Rice's remarks were hardly unscholarly. The discipline really has long claimed that, as a general rule, democracies do not go to war with each other in part because they are not afraid of one another (though few scholars would agree on the reasons for this). If Woodrow Wilson spoke of making the world "safe for democracy", then one (perhaps charitable) reading of the Bush Doctrine was that it aimed at making the world safe with democracy, an awesome and blood-soaked attempt at democracy's selective implantation in a corner of the Middle East. Rice's comments, in other words, are predicated on the notion that autocrats are inherently more threatening to the US than democracies - that we ought to be more fearful of their intentions because of reasons innate to their character.
It is an outstanding historiographical puzzle as to which of Thucydides' three motives drove the events of 2003, but what is certain is that in 2005, 64% of Americans continued to believe that Saddam Hussein had strong links to Al Qaeda. Their overwhelming preference for violent "balancing" is unsurprising: in their case, we can safely surmise that support for the Iraq war was based on politically mobilized fear. Like Truman before him, Bush had scared the hell out of the American people. They came to resent this. We would do well to remember that in the early days of his presidential campaign the now-fading trope of "hope", insufferable and invigorating in equal measure, represented a backlash against what Obama was calling the "politics of fear".
What are we afraid of today - and how can we coolly analyse whether our current fears are well-grounded? The cesspool of international politics offers relatively bottomless supplies of things of which one might easily be scared, though it is difficult to evaluate whether one really should be scared. We have been told with some regularity that the Taliban are poised "sixty miles from Islamabad", that North Korea's new missiles can reach the American mid-west, that Israel is preparing to send nuclear-tipped missiles burrowing into Iran, and the suchlike. Perhaps the biggest elephant - or, rather, dragon? - in the room is the rise of China, reminiscent of Thucydides' reflections on the "truest cause" of his war: "The growth of power of Athens and the alarm which this inspired in Sparta". The analogies fit imperfectly, although like America and the USSR, and America and post-1971 China, Athens and Sparta had previously cooperated to see off a common enemy (the Nazis, Soviets, and Persians respectively).
The American strategic community's occasional paroxysms of fear (you will recall the coming Japanese hegemony of the 1980s) do often subside without causing conflict.
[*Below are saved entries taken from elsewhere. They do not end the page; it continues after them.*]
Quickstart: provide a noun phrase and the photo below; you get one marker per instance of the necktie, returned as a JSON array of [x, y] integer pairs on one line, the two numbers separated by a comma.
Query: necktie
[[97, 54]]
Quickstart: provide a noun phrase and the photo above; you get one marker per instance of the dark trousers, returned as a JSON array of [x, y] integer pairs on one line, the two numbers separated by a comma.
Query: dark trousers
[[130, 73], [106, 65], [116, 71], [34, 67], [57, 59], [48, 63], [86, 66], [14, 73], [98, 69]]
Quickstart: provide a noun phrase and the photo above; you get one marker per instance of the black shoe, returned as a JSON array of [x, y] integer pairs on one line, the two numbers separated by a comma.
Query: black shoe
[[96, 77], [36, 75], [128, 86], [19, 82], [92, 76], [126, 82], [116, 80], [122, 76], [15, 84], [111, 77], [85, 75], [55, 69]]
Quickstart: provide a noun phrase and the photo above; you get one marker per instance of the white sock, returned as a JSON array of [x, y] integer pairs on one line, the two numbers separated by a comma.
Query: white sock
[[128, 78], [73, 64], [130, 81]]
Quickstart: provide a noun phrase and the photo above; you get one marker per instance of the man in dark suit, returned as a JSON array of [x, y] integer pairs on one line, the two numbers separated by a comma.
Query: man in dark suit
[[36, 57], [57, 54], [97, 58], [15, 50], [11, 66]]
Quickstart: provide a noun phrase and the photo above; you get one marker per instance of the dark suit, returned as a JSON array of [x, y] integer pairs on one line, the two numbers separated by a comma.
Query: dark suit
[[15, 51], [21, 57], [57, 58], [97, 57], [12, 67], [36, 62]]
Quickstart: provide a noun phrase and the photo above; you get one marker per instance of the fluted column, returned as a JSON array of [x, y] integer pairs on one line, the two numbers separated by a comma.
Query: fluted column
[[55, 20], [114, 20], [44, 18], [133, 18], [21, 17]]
But fear is the most visceral of motives, not always subject to placid scrutiny. We abjectly lack any objective way of knowing when fear is warranted, and when it feeds either on itself or the self-serving motives in whose service it has been cynically yoked. The very premise of the academic study of international politics should be to overcome this dangerous limitation.
In the not-too-distant glory days of the Bush administration it seemed as though the partisan use of fear was a potent form of political alchemy. We now know that political alchemy, too, has its limits. But they are limits which are imposed by human actions, not natural laws - and that a better understanding of the role of fear in international politics is a first step towards safeguarding them.
Shashank Joshi researches the role of fear in international relations at Harvard University's Department of Government.